Figure S2. Immunohistochemical features of neuroendocrine (NE) cell hyperplasia in fundic stomach. 3,3′-diaminobenzidine (DAB) chromogen with hematoxylin counterstain. The hyperplastic NE cells (arrows) were positive for (A) chromogranin A, (B) synaptophysin, and (C) amylase, and were negative for (D) gastrin, (E) H+/K+ adenosine triphosphatase (ATPase), and (F) pepsinogen. In E and F, normal parietal cells and chief cells surrounding the hyperplastic cells are positive for H+/K+ ATPase and pepsinogen, respectively.
Figure S3. Immunohistochemical features of benign neuroendocrine (NE) tumors in fundic stomach. 3,3′-diaminobenzidine (DAB) chromogen with hematoxylin counterstain.

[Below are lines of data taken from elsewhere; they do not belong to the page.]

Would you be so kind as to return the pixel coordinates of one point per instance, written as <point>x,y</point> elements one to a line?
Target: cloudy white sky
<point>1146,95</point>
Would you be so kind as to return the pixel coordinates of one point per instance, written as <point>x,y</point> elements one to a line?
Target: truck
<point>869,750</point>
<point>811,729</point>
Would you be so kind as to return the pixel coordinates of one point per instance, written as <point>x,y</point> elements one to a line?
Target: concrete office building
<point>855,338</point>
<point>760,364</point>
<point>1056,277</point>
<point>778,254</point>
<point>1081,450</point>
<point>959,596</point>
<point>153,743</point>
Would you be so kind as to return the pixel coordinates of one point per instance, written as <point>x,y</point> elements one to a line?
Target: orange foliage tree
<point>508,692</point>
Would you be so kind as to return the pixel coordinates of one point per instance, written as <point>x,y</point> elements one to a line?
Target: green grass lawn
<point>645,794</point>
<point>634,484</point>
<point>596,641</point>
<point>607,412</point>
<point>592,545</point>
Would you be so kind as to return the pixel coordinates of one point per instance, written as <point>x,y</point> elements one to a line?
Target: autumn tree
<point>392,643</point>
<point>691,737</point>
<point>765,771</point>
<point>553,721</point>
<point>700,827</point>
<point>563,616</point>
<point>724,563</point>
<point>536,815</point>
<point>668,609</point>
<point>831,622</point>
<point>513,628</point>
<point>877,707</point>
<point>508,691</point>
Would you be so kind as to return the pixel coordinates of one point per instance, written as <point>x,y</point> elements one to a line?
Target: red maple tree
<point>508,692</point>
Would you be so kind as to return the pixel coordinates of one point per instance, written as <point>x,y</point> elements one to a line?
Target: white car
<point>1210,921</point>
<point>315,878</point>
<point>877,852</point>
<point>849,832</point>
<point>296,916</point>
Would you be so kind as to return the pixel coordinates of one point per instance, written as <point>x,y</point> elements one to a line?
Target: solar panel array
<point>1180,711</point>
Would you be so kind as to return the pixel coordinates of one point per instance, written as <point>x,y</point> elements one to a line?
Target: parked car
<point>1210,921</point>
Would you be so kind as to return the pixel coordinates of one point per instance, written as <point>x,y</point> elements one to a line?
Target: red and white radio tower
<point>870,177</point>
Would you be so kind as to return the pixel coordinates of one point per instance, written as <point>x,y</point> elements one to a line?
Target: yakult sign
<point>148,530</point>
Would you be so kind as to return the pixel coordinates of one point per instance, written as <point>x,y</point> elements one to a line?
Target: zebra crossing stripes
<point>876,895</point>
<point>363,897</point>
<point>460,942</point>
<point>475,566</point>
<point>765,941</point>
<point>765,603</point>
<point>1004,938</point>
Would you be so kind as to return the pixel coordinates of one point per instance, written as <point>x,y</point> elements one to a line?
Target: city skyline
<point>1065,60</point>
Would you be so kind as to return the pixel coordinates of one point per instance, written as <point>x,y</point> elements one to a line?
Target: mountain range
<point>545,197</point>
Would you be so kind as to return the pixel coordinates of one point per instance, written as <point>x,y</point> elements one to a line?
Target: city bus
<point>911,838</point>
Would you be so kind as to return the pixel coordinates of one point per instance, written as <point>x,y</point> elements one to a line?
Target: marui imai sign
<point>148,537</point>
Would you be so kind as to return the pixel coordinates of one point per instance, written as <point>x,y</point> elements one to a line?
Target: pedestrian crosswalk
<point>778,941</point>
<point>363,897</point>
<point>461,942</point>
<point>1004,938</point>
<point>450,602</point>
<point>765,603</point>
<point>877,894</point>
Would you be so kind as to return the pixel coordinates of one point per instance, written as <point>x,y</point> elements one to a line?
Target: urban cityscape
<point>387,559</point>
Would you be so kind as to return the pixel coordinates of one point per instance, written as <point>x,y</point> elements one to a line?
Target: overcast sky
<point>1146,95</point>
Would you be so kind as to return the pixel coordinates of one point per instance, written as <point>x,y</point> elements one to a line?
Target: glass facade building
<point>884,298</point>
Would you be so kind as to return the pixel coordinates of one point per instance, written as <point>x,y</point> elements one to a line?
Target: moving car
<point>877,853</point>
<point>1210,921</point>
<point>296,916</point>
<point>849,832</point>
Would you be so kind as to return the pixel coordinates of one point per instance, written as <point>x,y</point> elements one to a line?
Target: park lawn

The neoplastic NE cells (arrows) were positive for (A) chromogranin A, (B) synaptophysin, and (C) amylase, and were negative for (D) gastrin, (E) H+/K+ adenosine triphosphatase (ATPase), and (F) pepsinogen. In E and F, normal parietal cells and chief cells surrounding the hyperplastic cells are positive for H+/K+ ATPase and pepsinogen, respectively.